第94話 戴冠式 妻と呼べる幸せを俺にくれ
「アザマより、ザナ陛下とコーエン騎士ご到着!」
「エアロより、ウェラー陛下並びにお付きの方々ご到着!」
晴れ渡った青空のもと、各国の王が顔を揃える中、戴冠式は粛々と行われた。
ロゼリアもマイロとシャルネを従え、参列している。
今日の装いは、男装していた時に着ていたチェニックではなく、身体のラインに沿った落ち着いたドレス。
髪飾りには、アルギルに贈られたブラウンの宝石の花飾りを選んだ。ロゼリアの金の髪に映えるその深い輝きは、アルギルの瞳と同じで、贈った男の独占欲を主張しているのだが、その意味を知らないのはロゼリアだけ。
城の中庭はルーゼルの民に解放され、一目、新国王の凛々しい御姿を拝見しようと、大勢の人が集まっていた。
「おめでとうございます。アルギル国王陛下、並びにルーゼルの皆様」
アルギルの前で、小さくドレスをすくうと美しいカーテシーで膝を折る。一挙一動滑らかな動き。もう、これは幼い時より叩き込まれ、身体に染み付いた気品だ。
細い腕に白い手袋。
金色の髪が柔らかに動くたびに、そこに緑の風が吹くような残像が流れて吸い寄せられる。
膝を折ったままのロゼリアの手を、アルギルは握った。ゆっくりと立たせる。
そうして、他国の王族や、名だたる正騎士達が参列して見ている中、驚くロゼリアの前で今度はアルギルがふわりと床に膝をついたのだ。
たった今、ルーゼルの王となり戴冠の儀式を行ったアルギルが…。
ざわつく広間を気にもせず、アルギルはロゼリアの手をとったまま乞う。
「エルトサラの大地に愛された王女、ロゼリア=シリウスエヴァー姫。ルーゼルの国王としてではなく、姫を愛する一人の男として願う」
「な…に?」
「俺と、結婚してくれ…」
「え…」
ドキンっと、ロゼリアの胸を打った衝撃。その顔を見れば、それが演出されたものではないとわかる。
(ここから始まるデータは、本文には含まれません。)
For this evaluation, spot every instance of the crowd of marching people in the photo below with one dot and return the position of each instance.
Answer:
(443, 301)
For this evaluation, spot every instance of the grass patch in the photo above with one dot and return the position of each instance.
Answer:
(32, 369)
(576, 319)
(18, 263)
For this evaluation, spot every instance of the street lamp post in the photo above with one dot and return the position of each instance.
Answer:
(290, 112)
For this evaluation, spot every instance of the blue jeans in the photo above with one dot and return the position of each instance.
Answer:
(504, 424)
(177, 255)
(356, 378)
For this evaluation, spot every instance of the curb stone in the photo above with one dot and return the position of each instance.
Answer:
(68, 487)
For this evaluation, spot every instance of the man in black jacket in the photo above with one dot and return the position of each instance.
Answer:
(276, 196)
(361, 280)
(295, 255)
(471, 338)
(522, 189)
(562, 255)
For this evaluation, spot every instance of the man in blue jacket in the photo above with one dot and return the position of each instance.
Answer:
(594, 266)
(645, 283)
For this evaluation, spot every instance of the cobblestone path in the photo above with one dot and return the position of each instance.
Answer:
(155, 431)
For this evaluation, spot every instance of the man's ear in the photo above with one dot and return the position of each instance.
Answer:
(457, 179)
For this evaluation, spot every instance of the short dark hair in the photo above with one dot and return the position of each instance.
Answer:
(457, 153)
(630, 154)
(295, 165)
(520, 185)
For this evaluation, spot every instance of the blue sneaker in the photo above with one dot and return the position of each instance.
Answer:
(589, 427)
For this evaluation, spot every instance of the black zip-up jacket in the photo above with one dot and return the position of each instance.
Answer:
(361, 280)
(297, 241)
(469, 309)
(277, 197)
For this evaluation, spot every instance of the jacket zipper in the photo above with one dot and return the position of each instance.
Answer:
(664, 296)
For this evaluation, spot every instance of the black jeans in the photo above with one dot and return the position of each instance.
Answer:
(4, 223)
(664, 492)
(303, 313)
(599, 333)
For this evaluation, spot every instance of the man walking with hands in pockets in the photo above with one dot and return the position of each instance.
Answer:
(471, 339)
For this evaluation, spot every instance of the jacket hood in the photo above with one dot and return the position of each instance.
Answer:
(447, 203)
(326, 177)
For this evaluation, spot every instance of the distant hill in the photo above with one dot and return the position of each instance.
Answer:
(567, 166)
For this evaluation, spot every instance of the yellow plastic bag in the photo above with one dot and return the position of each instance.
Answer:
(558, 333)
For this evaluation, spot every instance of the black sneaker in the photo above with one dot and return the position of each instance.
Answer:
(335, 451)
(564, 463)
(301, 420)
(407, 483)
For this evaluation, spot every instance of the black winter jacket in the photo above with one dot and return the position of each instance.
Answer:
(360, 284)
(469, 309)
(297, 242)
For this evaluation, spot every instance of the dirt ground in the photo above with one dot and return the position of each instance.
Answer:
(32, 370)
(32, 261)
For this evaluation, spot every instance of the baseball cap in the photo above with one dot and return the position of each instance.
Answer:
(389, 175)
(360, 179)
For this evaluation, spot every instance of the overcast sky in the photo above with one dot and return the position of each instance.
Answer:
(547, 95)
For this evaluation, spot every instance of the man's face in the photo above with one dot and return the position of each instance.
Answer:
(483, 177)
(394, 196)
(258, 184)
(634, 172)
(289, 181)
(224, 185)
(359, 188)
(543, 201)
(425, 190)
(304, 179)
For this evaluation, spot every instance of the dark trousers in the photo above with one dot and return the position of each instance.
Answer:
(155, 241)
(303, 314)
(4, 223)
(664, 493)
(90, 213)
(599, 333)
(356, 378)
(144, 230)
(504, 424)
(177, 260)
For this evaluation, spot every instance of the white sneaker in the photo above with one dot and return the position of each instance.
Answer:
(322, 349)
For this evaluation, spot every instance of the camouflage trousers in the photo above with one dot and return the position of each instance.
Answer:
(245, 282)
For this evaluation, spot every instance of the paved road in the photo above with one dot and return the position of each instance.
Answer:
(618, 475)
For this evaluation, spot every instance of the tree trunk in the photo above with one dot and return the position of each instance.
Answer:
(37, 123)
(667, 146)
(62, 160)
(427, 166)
思わず握られていないもう片方の手で、自分の胸を押えたロゼリアの唇がふるえた。
「わ、わたしは…」
何と答えれば良いのか迷う。心は決まっている。
…ただ頷けばいい。
だが、その心の声に従っていいのかが、わからない。
すると、ぽん…と温かな温もりで、ロゼリアの肩を押してくれたのはシャルネだった。
柔らかく笑うシャルネの横で、マイロが諦めたように頷く。
シャルネは、アザマとの協定が結ばれたあと、長く秘めていたマイロへの思いを打ち明けたのだそうだ。その結果が、良い方向に進んでいるのだと二人を見ていてわかる。
二人がアルギルとの結婚を認めてくれる。ロゼリアにとって、こんなに心強いことはないのだ。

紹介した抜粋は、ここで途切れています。